A history that won’t be making it to Pakistan’s history curriculum any time soon . . .  History of the Communist Mazdoor Kissan Party, courtesy of the CMKP

1948: The Communist Party of Pakistan (CPP) was set up by Sajjad Zaheer, an LLB from Oxford University with a journalism diploma from London University. Having been a founding member of the Progressive Writers’ Association (PWA) and gained experience in India as the Secretary of the Allahabad Congress Committee, later of the UP State Committee and a Central Committee Member of the undivided Communist Party of India, Sajjad Zaheer was chosen to set up the Communist Party of Pakistan (CPP) and convene as its Secretary General.
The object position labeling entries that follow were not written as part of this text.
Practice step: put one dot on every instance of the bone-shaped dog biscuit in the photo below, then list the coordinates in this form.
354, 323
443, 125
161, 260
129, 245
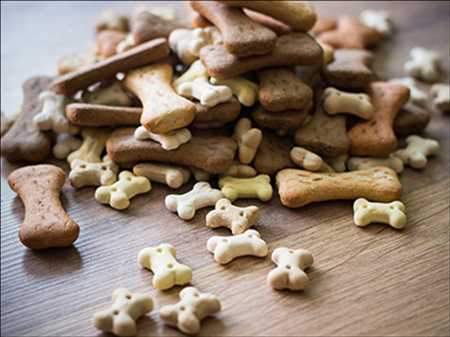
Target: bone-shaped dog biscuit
121, 318
366, 212
202, 195
190, 310
227, 248
289, 273
168, 272
118, 195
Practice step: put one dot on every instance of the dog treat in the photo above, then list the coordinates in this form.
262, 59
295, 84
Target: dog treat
241, 35
424, 64
172, 176
118, 195
24, 141
289, 273
237, 219
336, 101
281, 89
366, 212
211, 153
248, 140
227, 248
242, 188
290, 49
298, 188
168, 272
121, 318
376, 137
46, 224
164, 110
143, 54
190, 310
201, 196
417, 151
350, 69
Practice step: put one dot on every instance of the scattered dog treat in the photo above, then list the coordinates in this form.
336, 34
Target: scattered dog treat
289, 273
46, 224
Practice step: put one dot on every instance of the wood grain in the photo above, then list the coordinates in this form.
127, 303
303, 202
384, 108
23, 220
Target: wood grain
365, 281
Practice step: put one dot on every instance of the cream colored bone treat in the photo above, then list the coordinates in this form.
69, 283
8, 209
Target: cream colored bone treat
237, 188
168, 272
289, 273
93, 145
227, 248
172, 176
118, 195
164, 110
121, 318
362, 163
169, 141
336, 101
202, 195
417, 151
187, 314
423, 64
93, 174
366, 212
237, 219
248, 140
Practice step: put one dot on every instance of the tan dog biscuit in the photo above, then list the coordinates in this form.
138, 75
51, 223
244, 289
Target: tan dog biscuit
376, 137
298, 188
46, 224
290, 49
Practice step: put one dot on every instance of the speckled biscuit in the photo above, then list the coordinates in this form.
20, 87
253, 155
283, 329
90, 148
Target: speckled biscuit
298, 188
376, 137
290, 49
1951: An unsuccessful attempt to overthrow the government by anti-imperialist officers within the army led to the incrimination CPP members and:
– the imprisonment of CPP leadership, including Sajjad Zaheer and Lenin-Prize winning Faiz Ahmed Faiz
– the ban of the CPP and the organisations that it had set up, including the Democratic Students Federation, the Progressive Writer’s Movement, the Railway Worker’s Union, the Progressive Papers.
The communist movement went underground.

1957: The CPP joined forces with other leftist and regional nationalist anti-imperialist groups under the cover of the National Awami Party (NAP).

1960s: The CPP built grassroots support within workers and peasants mass organisations.

1970: As a result of the rift between Chinese and Russian communist ideologies,
– the Maoists formed the Mazdoor Kissan Party (MKP)
– and immediately launched into guerrilla war against feudalism in the valley of Hashtnagar, Charsadda. The ‘People’s War’ mobilised peasant control over 200 square miles.
– The pro-Soviet CPP began an armed peasant struggle in the region of Patfeeder in Balochistan and fed mass based militant workers unions in the cities.

1977: Martial Law was declared throughout the country and almost the entire leadership was jailed.

Sa1982: Major Ishaq Muhammed, guiding force of the MKP, died of illness in jail, aged 62. Popular communist peasant leader Ghulam Nabi Kalu took leadership of the MKP.

1980s: Hundreds of activists were arrested and tortured during Zia ul Haq’s regime.

1991: The Soviet Union dissolved and left the communist movement demoralised, wavering and confused.

1994: Following self-criticism, the CPP and MKP re-unify to form the CMKP to uphold the banner of communism in Pakistan.